In the North American media, you can see that on a very regular basis children with autism and/or ID/MR (Intellectual Disability/Mental Retardation) wander off and get lost. Very often they are found in or beside water.

In Europe you hear much less frequently about children wandering. A high-profile case recently was an Irish teenage girl with MR/ID who disappeared while on holiday at a tiny jungle resort in Malaysia.  She left behind an open ground floor window and was found 10 days later beside a stream in a ravine a mile away. 

She had holoprosencephaly, which is an umbrella term for conditions relating to when the forebrain of the embryo fails to develop into two separate hemispheres, it includes Agenesis of the Corpus Callosum (ACC) when the part of the brain that is supposed to connect the two hemispheres fails to develop. Partial ACC and the exact opposite are features appearing in some severe autism.

People with MR/ID have no sense of danger and are usually enchanted by water. Wandering is far more likely than abduction.

Another case recently was an American teenager on a cruise arranged by his residential care home, it appears that he jumped over the deck railing at night to go for a swim in the ocean.

Even a bath tub can be dangerous, a young man with autism and epilepsy was left unattended in a bath at a UK care facility. He had a seizure and drowned.

I do think much more could be done to prevent wandering and water-related accidents. Firstly, people (parents) should be made more aware of who is at risk; anyone with a low IQ and unable to travel independently is at risk.

People with ID/MR often live in a world of cartoons, where all kinds of crazy things are possible, like jumping off a cruise ship and nobody ever gets hurt.  Going to a jungle retreat, like you are living in the Jungle Book cartoon, why wouldn’t you sneak downstairs in the night and enter your private jungle world?

Just because you have never been able to wander before does not mean you never will. 

The shortened life expectancy of people with severe autism is in large part down to preventable accidents, seizures and poor basic healthcare.

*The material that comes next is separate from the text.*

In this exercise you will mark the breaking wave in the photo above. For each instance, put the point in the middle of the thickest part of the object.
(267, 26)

I do think that treating MR/ID would be much more socially acceptable than treating autism. Understanding the danger of crossing a road, or falling into a lake is more important than being able to tie your shoe laces.  If you can improve cognition with a pill, who could possibly object to that? 

It is no surprise that we have www.Treatable-ID.org but no www.Treatable-ASD.org 

In reality you will struggle to have treating ID taken seriously, although for many people it is possible.